第1章 朧月夜
例えば、小学生の時。
落ちていたクラスメイトの消しゴムを拾ったら、その瞬間を見ただけのクラスメイトに泥棒呼ばわりされたことがあった。
他にも、何もしていないのに「高野さんが睨んでくる」と言われたり、花瓶の水を変えようとしたら花を捨てるつもりだったろうと疑われたりと、他にも色々ある。
無論「違う」とは言った。けれど、信じてくれる人は居なかった。
何で信じてくれへんの? 誰かに聞いたことがある。
その時は答えてくれなかったけれど、廊下ですれ違った時、誰かは、私にではなく一緒に歩いていた自分の友達にこう言った。
「高野に『何で信じてくれへんの?』とか聞かれたけどさぁ…皆お前のこと嫌いやからに決まっとうやん」
聞こえてしまった内容の衝撃はもちろん大きかったけど、私の頭はすぐに新しい疑問で溢れかえった。
何で私、皆に嫌われてもうたんやろ
皆が嫌がるようなことしてもうたんかな
何があかんかったんかな
聞いても誰も答えてくれない。

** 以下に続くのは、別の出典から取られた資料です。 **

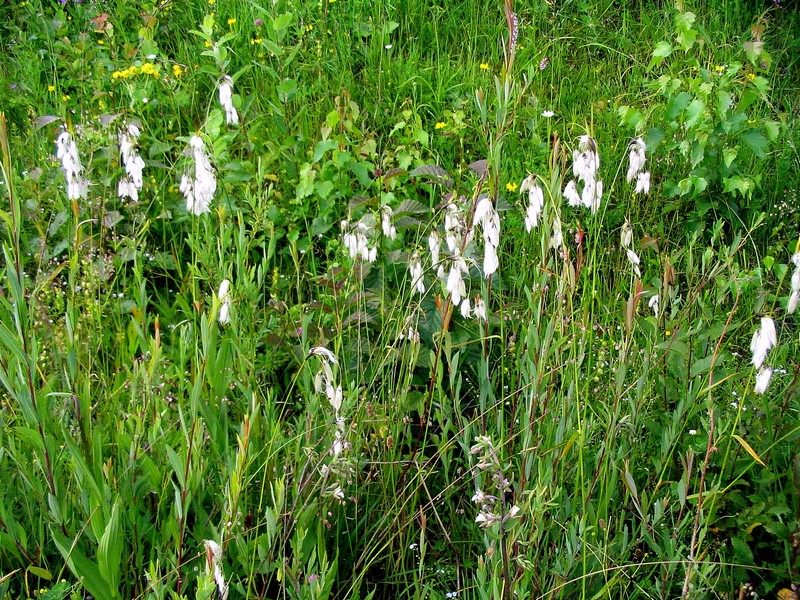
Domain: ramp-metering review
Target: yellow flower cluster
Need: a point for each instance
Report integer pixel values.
(133, 71)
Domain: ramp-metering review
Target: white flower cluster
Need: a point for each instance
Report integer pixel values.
(637, 158)
(199, 190)
(535, 202)
(585, 164)
(325, 382)
(131, 183)
(764, 339)
(226, 100)
(795, 296)
(67, 153)
(626, 239)
(356, 240)
(491, 507)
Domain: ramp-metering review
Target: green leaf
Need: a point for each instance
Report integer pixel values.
(82, 567)
(109, 550)
(756, 141)
(662, 50)
(287, 89)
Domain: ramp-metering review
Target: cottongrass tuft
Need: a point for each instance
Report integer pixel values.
(67, 153)
(535, 202)
(129, 186)
(764, 339)
(199, 189)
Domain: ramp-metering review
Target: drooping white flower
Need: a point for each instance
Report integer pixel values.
(626, 235)
(763, 340)
(762, 379)
(324, 353)
(794, 298)
(224, 297)
(129, 186)
(480, 309)
(213, 564)
(455, 280)
(571, 194)
(637, 157)
(415, 269)
(653, 304)
(386, 222)
(199, 190)
(633, 258)
(535, 202)
(642, 183)
(226, 100)
(67, 153)
(556, 237)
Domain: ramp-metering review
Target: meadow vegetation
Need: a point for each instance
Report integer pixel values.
(399, 299)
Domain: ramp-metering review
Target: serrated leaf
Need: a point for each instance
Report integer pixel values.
(756, 141)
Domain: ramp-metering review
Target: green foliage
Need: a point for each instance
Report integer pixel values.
(291, 392)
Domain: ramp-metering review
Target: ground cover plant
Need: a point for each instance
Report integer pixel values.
(350, 299)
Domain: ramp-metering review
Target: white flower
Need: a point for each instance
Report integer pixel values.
(466, 308)
(653, 304)
(455, 281)
(226, 100)
(386, 222)
(556, 238)
(435, 247)
(626, 235)
(637, 158)
(633, 258)
(67, 153)
(415, 269)
(642, 183)
(480, 309)
(764, 338)
(129, 186)
(213, 560)
(324, 354)
(535, 202)
(762, 380)
(199, 190)
(571, 194)
(225, 301)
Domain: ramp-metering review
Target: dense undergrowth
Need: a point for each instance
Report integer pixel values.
(399, 299)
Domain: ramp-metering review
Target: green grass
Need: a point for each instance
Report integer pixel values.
(609, 449)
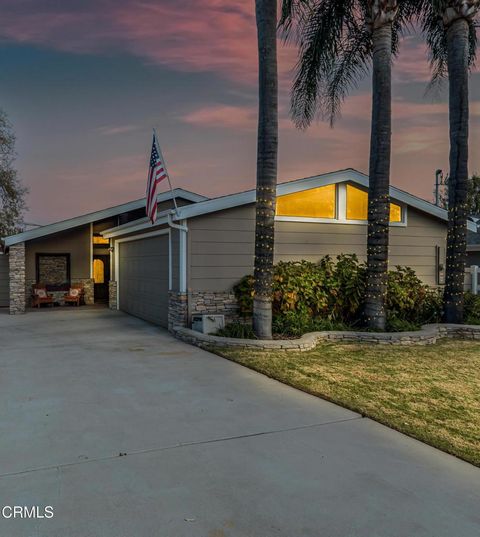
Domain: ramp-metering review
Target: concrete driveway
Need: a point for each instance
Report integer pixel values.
(127, 432)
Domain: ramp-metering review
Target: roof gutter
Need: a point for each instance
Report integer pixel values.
(175, 226)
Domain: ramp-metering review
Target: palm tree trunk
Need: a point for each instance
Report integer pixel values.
(457, 42)
(379, 195)
(266, 13)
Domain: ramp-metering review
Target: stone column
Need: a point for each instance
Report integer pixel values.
(177, 309)
(16, 260)
(112, 295)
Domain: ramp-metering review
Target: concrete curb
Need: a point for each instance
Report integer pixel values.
(428, 335)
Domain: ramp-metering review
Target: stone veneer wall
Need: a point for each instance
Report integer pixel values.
(214, 302)
(428, 335)
(112, 295)
(177, 309)
(16, 260)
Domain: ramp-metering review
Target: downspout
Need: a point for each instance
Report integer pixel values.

自分の胸に聞いてみても答えは出ない。
気付けば私は、広い学校の中で小さく体を折りたたむようにして生きていた。
「新しいクラス表出てんねんて!」
「ホンマか。早よ行こ」
トイレから出ると、足並み揃えて走り出す男子二人が目の前を横切り、ハッと我に返る。
彼らが走った後に生まれた風が緩やかに私の思考を遮り、彼らの後を追わせた。